Primary colors are green, red and blue. If you were to intersect three circles -- one red, one green and one blue --- then where the three colors overlap or intersect produces the color white. The simple way to see this at work is if you were to go backstage at a musical production and looked up into the wings on the light booms. You will see individual lights in green, red and blue. When the lighting director combines those lights together on a particular spot or through color gels, you will get the white spotlight.
Red, green and blue are the primary colors once again which when combined, create white where the three colors intersect. But where only two colors intersect or meld, that creates the additive color. Red and green together produce the secondary color yellow. Mix green and blue and it produces the secondary color, cyan. Mix red and blue and you get the secondary color magenta. If you work with printing machines and regularly change out color cartridges, the secondary colors plus a black cartridge are the four colors used. In the printing industry, CMYK represents cyan, magenta, yellow and black. In the subtractive group, cyan, magenta and yellow are now the primary colors. Where all three secondary colors intersect and meld together, black is produced. White is the absence of color.

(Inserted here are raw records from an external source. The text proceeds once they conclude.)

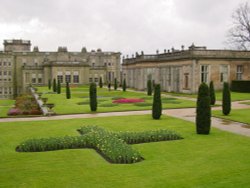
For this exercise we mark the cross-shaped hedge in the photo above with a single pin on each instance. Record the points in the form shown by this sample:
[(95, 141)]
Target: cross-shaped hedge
[(113, 146)]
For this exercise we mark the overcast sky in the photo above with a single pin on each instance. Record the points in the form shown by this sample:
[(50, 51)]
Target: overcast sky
[(117, 25)]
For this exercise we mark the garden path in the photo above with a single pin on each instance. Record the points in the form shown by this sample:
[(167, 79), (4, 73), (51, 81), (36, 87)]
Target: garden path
[(184, 113)]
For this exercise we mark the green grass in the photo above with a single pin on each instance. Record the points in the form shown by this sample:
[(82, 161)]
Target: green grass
[(81, 94), (248, 103), (235, 96), (5, 105), (220, 159), (240, 115)]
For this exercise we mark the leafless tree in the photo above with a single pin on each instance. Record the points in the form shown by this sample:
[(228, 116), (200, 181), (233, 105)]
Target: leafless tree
[(239, 33)]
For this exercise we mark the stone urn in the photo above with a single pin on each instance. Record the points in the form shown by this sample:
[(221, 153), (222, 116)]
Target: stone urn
[(44, 101), (50, 106), (39, 95)]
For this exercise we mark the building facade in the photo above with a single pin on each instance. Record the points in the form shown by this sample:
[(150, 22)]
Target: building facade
[(20, 67), (183, 70)]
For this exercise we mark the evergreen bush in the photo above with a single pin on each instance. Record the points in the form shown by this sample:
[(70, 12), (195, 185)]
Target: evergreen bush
[(157, 106), (49, 84), (115, 84), (226, 99), (203, 110), (124, 85), (109, 86), (58, 87), (113, 146), (54, 85), (100, 82), (93, 97), (149, 87), (68, 94), (212, 93)]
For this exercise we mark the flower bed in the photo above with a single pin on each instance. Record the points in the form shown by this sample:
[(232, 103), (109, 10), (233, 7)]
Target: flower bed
[(25, 105), (113, 146), (126, 100)]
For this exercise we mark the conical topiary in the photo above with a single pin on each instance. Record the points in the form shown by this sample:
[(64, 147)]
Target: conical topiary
[(93, 97), (212, 93), (149, 87), (203, 110), (226, 99), (157, 106), (68, 94)]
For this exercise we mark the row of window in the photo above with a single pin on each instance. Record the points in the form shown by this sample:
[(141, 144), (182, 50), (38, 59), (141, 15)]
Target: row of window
[(223, 73), (68, 78), (5, 79), (93, 79), (5, 63), (5, 73), (5, 90), (37, 80)]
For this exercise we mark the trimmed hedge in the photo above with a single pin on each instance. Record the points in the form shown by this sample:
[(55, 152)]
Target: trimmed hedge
[(203, 110), (113, 146), (241, 86)]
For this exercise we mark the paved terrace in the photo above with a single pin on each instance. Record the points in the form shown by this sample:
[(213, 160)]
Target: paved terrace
[(184, 113)]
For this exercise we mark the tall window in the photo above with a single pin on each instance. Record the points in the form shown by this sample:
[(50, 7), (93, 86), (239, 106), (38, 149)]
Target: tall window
[(40, 78), (204, 73), (239, 72), (169, 76), (33, 78), (60, 77), (76, 77), (223, 73), (186, 77)]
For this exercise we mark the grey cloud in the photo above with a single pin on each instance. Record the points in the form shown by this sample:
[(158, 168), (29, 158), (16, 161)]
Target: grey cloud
[(126, 26)]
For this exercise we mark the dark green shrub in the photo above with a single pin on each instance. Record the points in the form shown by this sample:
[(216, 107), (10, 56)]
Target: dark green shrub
[(115, 84), (49, 84), (153, 85), (54, 85), (143, 104), (108, 105), (93, 97), (58, 87), (100, 82), (241, 86), (203, 110), (226, 99), (68, 94), (157, 106), (113, 146), (212, 93), (124, 85), (149, 87), (109, 86)]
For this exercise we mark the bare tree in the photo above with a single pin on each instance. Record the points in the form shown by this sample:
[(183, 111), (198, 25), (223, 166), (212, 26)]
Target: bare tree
[(239, 33)]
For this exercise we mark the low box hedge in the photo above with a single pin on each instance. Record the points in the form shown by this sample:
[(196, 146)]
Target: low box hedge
[(241, 86), (113, 146)]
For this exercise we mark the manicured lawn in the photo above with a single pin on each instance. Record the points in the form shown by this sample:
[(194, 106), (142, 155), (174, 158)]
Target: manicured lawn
[(105, 98), (248, 103), (235, 96), (5, 105), (220, 159), (240, 115)]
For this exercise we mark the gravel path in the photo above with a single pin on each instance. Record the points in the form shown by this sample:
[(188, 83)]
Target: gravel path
[(184, 113)]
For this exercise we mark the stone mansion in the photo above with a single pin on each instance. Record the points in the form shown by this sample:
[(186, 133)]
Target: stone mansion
[(176, 70), (20, 67), (183, 70)]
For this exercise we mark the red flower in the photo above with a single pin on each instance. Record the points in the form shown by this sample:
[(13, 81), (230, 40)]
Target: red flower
[(124, 100)]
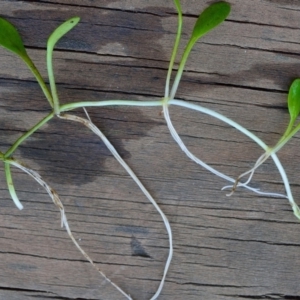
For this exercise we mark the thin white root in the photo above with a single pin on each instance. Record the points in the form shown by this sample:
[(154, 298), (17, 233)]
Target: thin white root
[(259, 161), (88, 123), (64, 222)]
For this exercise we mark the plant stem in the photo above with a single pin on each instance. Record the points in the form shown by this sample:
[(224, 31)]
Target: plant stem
[(112, 149), (11, 187), (21, 139), (185, 55), (39, 78), (280, 168)]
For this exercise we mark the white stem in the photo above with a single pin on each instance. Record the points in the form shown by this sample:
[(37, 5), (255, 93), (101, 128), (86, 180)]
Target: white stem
[(97, 131), (251, 136), (196, 159), (56, 200)]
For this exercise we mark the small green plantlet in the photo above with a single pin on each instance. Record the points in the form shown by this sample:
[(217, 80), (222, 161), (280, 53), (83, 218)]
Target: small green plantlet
[(209, 19)]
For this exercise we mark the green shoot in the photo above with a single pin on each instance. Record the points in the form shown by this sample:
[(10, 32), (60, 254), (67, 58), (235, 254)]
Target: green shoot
[(11, 40), (175, 48), (52, 40), (294, 100), (210, 18)]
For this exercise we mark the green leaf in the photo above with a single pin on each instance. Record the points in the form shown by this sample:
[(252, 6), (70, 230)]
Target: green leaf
[(294, 99), (10, 38), (211, 17), (61, 30), (11, 187)]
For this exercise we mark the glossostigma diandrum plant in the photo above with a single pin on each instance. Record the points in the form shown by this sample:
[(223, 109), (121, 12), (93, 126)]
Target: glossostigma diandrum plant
[(210, 18)]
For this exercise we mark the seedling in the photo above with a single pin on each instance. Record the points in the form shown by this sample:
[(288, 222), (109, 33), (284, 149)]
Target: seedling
[(210, 18)]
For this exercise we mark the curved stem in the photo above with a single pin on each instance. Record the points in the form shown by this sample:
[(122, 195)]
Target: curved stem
[(21, 139), (277, 162), (11, 187), (112, 149), (175, 48), (71, 106)]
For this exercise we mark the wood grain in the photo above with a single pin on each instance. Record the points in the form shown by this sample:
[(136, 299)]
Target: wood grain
[(240, 247)]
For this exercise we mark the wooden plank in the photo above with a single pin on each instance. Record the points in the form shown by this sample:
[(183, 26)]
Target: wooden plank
[(240, 247)]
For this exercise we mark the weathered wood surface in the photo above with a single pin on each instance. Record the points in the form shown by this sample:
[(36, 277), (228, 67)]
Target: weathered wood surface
[(242, 247)]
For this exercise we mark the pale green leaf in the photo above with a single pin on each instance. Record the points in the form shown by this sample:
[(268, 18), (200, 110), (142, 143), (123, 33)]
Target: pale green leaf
[(294, 99), (60, 31), (210, 18)]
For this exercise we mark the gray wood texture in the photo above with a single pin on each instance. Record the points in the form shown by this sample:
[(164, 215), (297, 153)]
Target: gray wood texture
[(240, 247)]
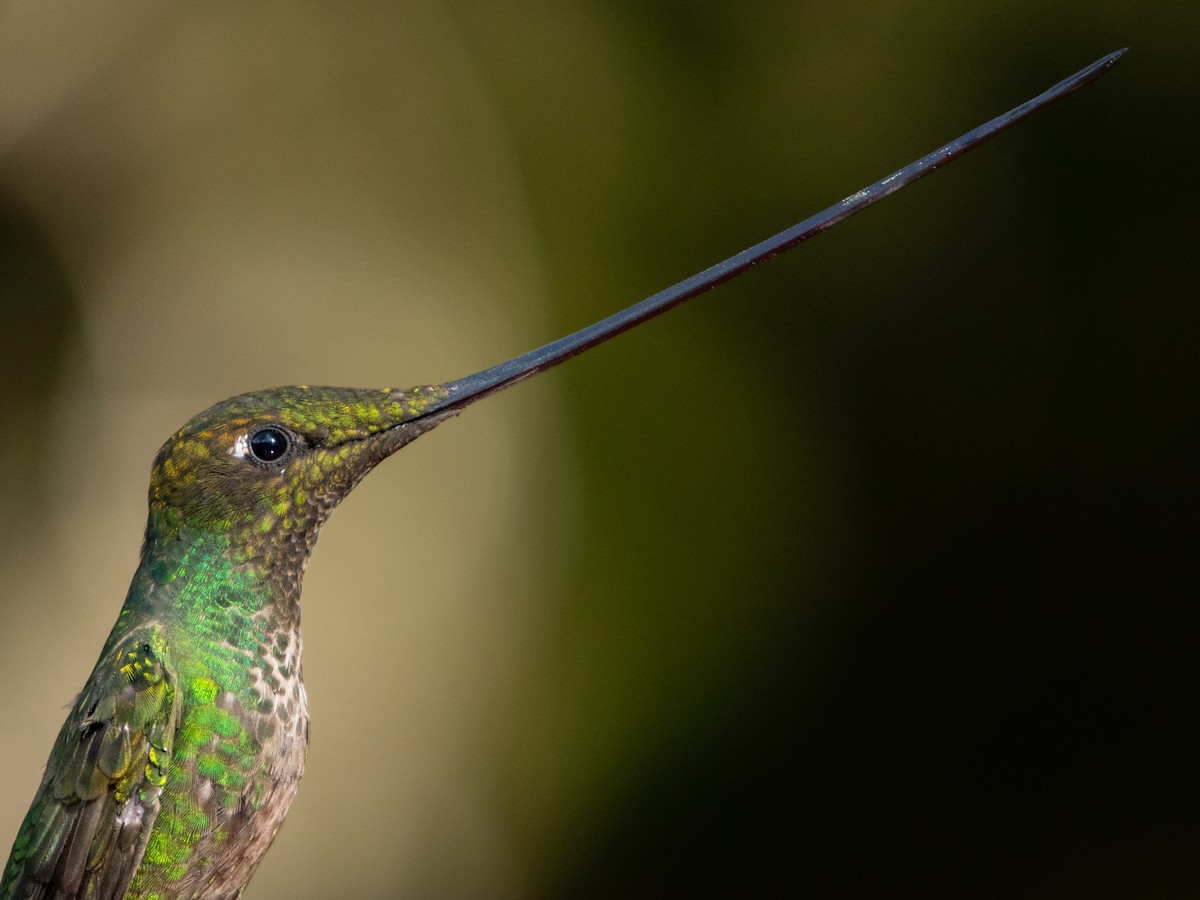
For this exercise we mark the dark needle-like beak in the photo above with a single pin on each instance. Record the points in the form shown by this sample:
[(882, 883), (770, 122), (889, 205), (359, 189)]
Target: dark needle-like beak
[(465, 391)]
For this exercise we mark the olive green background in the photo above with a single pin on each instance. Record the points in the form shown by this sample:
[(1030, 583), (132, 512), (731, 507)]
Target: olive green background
[(870, 574)]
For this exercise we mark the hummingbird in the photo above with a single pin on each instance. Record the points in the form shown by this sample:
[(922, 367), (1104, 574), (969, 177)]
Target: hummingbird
[(184, 750)]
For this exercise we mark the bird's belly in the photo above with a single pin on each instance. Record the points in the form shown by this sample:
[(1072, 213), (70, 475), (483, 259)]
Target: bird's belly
[(232, 780)]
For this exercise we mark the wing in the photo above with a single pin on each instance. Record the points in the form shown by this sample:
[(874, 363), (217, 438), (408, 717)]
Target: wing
[(90, 822)]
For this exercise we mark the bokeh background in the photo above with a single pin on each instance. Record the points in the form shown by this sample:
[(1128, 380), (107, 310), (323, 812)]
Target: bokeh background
[(871, 574)]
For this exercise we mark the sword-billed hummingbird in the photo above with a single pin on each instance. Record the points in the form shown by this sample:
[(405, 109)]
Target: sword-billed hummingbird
[(180, 757)]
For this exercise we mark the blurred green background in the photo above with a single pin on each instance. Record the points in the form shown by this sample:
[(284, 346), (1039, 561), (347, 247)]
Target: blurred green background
[(871, 574)]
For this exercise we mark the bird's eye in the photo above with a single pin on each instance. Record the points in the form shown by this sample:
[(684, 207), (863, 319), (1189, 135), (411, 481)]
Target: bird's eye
[(269, 444)]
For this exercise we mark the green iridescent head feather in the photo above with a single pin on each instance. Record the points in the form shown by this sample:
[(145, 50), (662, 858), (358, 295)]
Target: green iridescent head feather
[(208, 477)]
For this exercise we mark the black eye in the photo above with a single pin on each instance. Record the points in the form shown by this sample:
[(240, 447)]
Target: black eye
[(269, 444)]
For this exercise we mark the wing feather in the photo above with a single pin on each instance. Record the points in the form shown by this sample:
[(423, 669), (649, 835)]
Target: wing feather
[(91, 820)]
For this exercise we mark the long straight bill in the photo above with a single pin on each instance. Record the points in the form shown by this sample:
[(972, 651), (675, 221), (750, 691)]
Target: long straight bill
[(467, 390)]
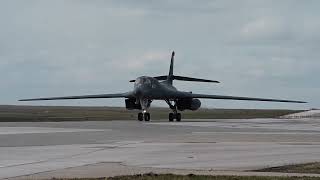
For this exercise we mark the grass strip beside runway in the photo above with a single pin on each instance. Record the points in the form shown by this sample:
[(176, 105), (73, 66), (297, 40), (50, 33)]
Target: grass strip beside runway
[(313, 168), (196, 177)]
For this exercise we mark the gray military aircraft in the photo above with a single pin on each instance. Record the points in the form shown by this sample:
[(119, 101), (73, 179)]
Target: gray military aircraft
[(146, 89)]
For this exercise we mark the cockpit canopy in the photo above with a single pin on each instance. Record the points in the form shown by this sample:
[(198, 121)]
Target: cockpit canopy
[(145, 81)]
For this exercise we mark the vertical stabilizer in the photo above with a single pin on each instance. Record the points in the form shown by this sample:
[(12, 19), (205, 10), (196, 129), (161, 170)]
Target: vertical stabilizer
[(170, 76)]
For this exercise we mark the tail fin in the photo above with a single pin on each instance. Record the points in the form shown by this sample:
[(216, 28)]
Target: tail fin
[(170, 76)]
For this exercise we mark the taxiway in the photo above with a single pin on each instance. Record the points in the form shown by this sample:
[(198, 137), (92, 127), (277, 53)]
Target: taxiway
[(95, 149)]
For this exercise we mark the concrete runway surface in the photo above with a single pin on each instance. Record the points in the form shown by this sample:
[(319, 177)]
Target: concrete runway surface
[(95, 149)]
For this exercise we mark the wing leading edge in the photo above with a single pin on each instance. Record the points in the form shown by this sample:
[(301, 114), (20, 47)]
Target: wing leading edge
[(205, 96), (118, 95)]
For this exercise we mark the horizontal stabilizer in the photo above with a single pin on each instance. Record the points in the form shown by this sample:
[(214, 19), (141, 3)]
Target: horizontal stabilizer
[(182, 78)]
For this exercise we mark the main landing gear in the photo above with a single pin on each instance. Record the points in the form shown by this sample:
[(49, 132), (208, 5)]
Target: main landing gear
[(144, 116), (174, 114)]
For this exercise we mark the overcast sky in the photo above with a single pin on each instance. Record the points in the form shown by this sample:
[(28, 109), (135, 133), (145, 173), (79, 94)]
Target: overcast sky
[(256, 48)]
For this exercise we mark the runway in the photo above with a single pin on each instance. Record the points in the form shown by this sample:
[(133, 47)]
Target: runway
[(95, 149)]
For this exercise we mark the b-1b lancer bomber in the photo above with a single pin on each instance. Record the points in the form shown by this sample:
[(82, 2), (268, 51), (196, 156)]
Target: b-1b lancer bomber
[(146, 89)]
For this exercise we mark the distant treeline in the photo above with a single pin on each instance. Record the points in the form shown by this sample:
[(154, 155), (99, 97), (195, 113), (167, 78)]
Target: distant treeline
[(68, 113)]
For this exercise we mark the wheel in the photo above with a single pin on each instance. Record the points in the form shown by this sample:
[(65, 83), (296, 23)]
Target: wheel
[(171, 117), (140, 116), (178, 117), (147, 116)]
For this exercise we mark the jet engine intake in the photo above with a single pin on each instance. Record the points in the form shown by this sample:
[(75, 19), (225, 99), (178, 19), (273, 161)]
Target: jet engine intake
[(188, 104), (131, 104)]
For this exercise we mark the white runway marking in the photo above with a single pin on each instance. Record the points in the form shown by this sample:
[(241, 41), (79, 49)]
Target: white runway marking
[(31, 130), (264, 133)]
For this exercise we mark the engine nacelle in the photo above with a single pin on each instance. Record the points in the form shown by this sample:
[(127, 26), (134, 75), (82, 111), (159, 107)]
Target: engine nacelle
[(131, 104), (190, 104)]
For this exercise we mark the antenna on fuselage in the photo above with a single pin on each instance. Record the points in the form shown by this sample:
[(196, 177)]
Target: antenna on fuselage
[(170, 76)]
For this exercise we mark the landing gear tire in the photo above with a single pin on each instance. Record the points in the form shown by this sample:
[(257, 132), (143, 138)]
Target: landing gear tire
[(178, 117), (146, 116), (171, 117), (140, 116)]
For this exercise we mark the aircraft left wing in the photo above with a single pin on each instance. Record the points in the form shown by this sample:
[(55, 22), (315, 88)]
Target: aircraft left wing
[(119, 95), (205, 96)]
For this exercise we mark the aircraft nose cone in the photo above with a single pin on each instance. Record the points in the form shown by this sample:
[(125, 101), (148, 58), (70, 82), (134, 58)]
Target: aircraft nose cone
[(137, 92)]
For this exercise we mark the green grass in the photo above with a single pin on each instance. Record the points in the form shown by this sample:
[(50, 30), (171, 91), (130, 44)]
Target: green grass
[(67, 113), (196, 177), (313, 168)]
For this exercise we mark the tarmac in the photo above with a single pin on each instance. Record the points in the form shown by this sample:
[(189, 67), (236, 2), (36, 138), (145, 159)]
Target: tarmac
[(36, 150)]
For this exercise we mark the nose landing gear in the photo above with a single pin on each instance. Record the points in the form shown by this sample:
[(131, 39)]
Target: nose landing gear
[(144, 116), (174, 114)]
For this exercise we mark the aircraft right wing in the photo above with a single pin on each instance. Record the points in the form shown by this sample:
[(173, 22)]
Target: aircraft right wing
[(119, 95), (205, 96)]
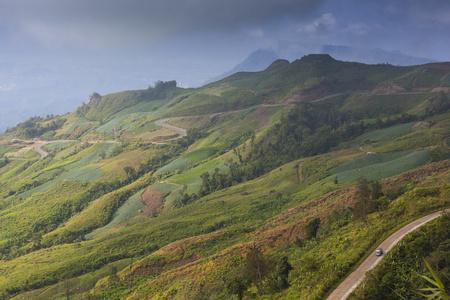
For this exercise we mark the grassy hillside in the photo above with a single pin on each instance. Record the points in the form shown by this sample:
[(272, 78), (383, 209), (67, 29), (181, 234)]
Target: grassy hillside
[(269, 172)]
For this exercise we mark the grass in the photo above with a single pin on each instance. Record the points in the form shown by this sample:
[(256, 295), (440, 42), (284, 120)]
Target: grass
[(384, 134), (87, 174), (188, 160), (56, 147), (380, 165), (78, 122), (127, 211)]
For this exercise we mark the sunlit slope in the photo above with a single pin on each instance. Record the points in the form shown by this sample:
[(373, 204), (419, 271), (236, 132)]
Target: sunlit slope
[(266, 153)]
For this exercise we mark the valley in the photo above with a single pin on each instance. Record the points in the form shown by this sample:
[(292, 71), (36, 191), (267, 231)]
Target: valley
[(172, 193)]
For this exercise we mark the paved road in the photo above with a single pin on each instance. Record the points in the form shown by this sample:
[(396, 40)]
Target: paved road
[(355, 278), (181, 131), (43, 154)]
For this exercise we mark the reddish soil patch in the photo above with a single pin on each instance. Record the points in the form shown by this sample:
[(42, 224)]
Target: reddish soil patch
[(390, 89), (310, 95), (164, 138), (154, 201), (441, 88)]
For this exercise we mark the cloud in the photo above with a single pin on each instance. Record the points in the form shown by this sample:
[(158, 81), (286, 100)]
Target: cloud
[(103, 23), (320, 25), (357, 29)]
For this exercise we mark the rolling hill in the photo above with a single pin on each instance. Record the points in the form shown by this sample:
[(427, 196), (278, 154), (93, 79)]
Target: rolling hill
[(270, 174)]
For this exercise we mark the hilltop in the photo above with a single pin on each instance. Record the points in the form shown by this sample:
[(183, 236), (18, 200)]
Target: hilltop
[(124, 206)]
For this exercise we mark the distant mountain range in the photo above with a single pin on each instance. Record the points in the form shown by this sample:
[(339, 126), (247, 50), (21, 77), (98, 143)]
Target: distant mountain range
[(262, 58)]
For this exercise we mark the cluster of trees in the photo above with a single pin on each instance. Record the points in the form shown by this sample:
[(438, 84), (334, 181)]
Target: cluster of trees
[(307, 130), (32, 127), (267, 274), (437, 105), (160, 89), (402, 279)]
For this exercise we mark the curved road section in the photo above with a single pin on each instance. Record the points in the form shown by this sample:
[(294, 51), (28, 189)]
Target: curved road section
[(181, 131), (355, 278), (41, 152)]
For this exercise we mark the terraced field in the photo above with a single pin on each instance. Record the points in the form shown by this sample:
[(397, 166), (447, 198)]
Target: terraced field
[(380, 166)]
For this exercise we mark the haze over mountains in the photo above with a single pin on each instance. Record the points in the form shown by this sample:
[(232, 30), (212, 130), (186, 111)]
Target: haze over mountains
[(262, 58), (124, 207), (40, 88)]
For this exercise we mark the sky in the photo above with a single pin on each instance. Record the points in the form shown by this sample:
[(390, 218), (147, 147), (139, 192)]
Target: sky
[(54, 53)]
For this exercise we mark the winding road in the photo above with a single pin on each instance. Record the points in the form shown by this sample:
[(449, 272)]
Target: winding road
[(41, 152), (181, 131), (355, 278)]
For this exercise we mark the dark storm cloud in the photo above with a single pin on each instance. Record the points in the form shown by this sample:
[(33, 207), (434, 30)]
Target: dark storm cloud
[(109, 22)]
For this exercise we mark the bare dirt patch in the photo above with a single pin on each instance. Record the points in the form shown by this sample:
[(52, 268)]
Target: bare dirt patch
[(390, 89), (154, 201), (309, 95)]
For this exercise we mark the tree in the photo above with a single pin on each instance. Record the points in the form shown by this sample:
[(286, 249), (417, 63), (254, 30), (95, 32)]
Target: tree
[(130, 171), (312, 228), (237, 286), (284, 267), (437, 292), (258, 267), (363, 204)]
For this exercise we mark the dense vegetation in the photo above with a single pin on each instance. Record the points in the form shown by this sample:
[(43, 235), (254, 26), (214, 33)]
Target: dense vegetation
[(272, 193)]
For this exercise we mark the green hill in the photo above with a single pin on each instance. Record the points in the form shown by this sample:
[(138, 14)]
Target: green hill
[(123, 208)]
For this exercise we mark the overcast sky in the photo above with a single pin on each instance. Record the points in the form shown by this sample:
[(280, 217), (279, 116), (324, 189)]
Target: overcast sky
[(194, 40)]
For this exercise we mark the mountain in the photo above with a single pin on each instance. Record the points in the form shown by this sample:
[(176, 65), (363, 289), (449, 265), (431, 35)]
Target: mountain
[(262, 58), (295, 172)]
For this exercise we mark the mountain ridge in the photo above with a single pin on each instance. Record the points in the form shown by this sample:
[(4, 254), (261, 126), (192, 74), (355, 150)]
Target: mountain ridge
[(266, 154)]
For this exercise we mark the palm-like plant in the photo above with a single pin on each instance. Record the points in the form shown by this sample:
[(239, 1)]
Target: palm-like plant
[(439, 291)]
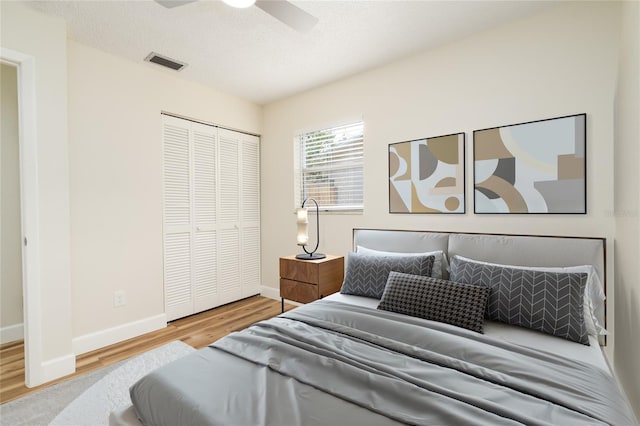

RGB represents the red, green and blue of the additive group. When working on the computer in a photo color program, you would be working in RGB mode, or pixel mode, to get the correct colors by resolution. The more pixels, the better the resolution. Sometimes when you blow up the picture on a computer screen, you can find the odd ball white pixel which means there is an equal amount of red, green and blue in the pixel itself. Best way to cure this is to use the software's tool to grab the right color from another adjacent pixel, copy it, and then paste it into the white pixel. Once all pixels have been adjusted then convert to CMYK for ready-to-print status.
Your eye has rod and cones in the retina which processes light and, subsequently, color variations. In bright light, your eye can process color variations better than in low light and dark situations. In cases of subtle eye damage from age or injury, colors can be processed differently within an individual eye. In working with colors on a computer, each color available carries a specific number which allows you to reproduce a color within a picture, regardless of how your eye sees it.